À partir de septembre 2025, en Alberta, les élèves de moins de 16 ans devront obtenir le consentement de leurs parents pour choisir leur nom ou leurs pronoms, et les parents des jeunes de 16 et 17 ans seront informés. Si le fait d'en parler à ses parents risque de leur porter préjudice, l'école est censée les mettre d'abord en contact avec des services de conseil. Comme indiqué précédemment dans ce guideCes amendements visent également les ressources d'apprentissage et d'enseignement liées à l'identité de genre, à l'orientation sexuelle ou à la sexualité humaine, et ont une incidence sur l'accès à l'éducation sexuelle en Alberta.
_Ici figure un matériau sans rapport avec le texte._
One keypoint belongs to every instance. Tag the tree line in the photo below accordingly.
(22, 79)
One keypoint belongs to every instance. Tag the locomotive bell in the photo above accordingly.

Ces politiques ont un impact majeur sur la vie privée et la sécurité des étudiants homosexuels et transgenres.

Le plaidoyer en action :

Un étudiant transgenre obtient gain de cause en matière de protection de la vie privée

En 2016, un L'adjudicateur a statué L'arbitre a déclaré qu'une école d'Edmonton avait porté atteinte à la vie privée d'une élève transgenre lorsque les enseignants ont révélé à plusieurs reprises son nom de naissance et son sexe à la classe. L'arbitre a déclaré que l'école n'avait pas protégé les renseignements personnels de l'élève parce qu'elle n'avait pas pris de mesures de sécurité raisonnables pour empêcher la divulgation de son nom de naissance et de son sexe. Il a été ordonné à l'école de mettre en place un meilleur système pour empêcher la divulgation non autorisée.

Si vous pensez que votre droit à la vie privée a été violé et que vous vous interrogez sur la marche à suivre, veuillez consulter la section intitulée "Que faire si vous pensez que vos droits ont été violés ?"ainsi que la liste des Ressources à la fin de ce guide.